Normal service resumed with John Size reclaiming the trainers’ championship – his eighth in 15 seasons, but first in four years – and just like many of his winners, the title was achieved with something in hand and the promise of more to come.

There were still big race triumphs among Size’s 68 wins during a season where the championship never seemed in doubt: Sun Jewellery secured champion miler honours with wins in the first two races of the four-year-old series and Contentment grabbed a well-deserved Group One win.

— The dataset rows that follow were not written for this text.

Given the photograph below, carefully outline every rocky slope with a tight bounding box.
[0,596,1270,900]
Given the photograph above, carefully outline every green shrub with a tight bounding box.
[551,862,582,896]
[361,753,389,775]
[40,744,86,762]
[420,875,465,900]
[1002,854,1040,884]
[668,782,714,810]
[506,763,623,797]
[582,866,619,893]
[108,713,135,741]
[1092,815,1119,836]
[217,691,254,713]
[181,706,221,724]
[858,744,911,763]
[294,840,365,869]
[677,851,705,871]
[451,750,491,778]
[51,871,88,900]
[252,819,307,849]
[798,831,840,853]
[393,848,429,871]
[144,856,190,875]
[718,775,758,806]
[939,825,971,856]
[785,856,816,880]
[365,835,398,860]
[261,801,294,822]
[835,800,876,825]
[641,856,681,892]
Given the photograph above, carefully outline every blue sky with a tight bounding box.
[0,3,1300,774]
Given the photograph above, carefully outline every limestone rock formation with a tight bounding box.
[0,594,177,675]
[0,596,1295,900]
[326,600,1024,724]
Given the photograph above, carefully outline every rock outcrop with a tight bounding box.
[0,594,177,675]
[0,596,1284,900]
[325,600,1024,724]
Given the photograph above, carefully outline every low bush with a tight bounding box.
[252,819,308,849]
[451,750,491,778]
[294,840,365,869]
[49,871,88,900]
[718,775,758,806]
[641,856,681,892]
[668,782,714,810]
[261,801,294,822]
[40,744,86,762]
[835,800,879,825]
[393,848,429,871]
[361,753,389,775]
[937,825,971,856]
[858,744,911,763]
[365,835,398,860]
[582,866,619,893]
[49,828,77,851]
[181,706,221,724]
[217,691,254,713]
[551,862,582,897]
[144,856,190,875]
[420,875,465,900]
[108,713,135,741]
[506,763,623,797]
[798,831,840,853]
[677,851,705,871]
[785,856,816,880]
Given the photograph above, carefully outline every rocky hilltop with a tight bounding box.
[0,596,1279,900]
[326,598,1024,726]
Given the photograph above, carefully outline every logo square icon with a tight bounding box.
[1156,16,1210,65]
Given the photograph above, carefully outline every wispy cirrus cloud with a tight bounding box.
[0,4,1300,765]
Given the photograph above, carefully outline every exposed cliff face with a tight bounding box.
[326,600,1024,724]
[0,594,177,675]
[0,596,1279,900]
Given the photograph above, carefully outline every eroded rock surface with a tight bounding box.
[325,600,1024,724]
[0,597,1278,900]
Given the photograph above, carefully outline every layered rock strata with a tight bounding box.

Size lost 2015 Derby winner Luger to a shock retirement, but it is hard to imagine there aren’t some future Group One winners among an untapped bunch of young horses, including champion griffin Mr Stunning and 2017 Derby candidates Love Shock and Dr Listening.

WATCH: 2016 Hong Kong Classic Cup highlights: Sun Jewellery continues his dominance in the four-year-old series

Much remained the same in the crowded mid-table positions on the trainers’ championship, but if there was a surprise it was Danny Shum Chap-shing, who surged to second place with his best ever return of 54 winners – 36 of them at Happy Valley, where he took the mantle of premier trainer at the city track from Caspar Fownes, who endured a tough start to the season.

Defending champion John Moore also started slowly, but deliberately, holding his runners back for the first few months, and then began by picking off the usual big race targets. Moore lost Able Friend through injury, but found a worthy replacement in Werther as stable headliner. The unfashionable import was a revelation as he ripped through the BMW Hong Kong Derby-Audemars Piguet QE II Cup double and became the fourth straight Moore-trained horse to win Horse of the Year.

WATCH: Werther completes Hong Kong Derby and QE II Cup double

Moore again topped the prize money standings with HK$121,749,450 to his name but he also has an eye on the future – he already holds a strong hand for next year’s Hong Kong Derby, with Rapper Dragon rated in triple figures and soon to be joined by a clutch of expensive imports including Queensland Derby winner Eagle Way.

Tony Cruz was, well, Tony Cruz, maintaining his top-four spot, and Paul O’Sullivan’s resurrection seemed complete with 50 wins and a fifth place.

The lower ranks and the relegation battle facing Andreas Schutz and Sean Woods probably held more intrigue than the championship chase, even if it did have the same sense of inevitability about it.

Both trainers failed to meet the benchmark criteria for a third time and were stripped of licences at show cause hearings last week, pending appeals: Woods leaves Hong Kong with 280 wins in 14 seasons, while Schutz bids farewell with 181 wins in 10 seasons.

The training ranks now shape for a big change in coming seasons, with the Conghua training centre in Guangdong set to open at the back-end of the 2017-18 season, and with as many as four training spots becoming open in the next few seasons.

Gary Ng Ting-keung also failed to meet the minimum of 15 wins for a second time, but with two years until he reaches compulsory retirement age, he is approaching the end of his training career as is.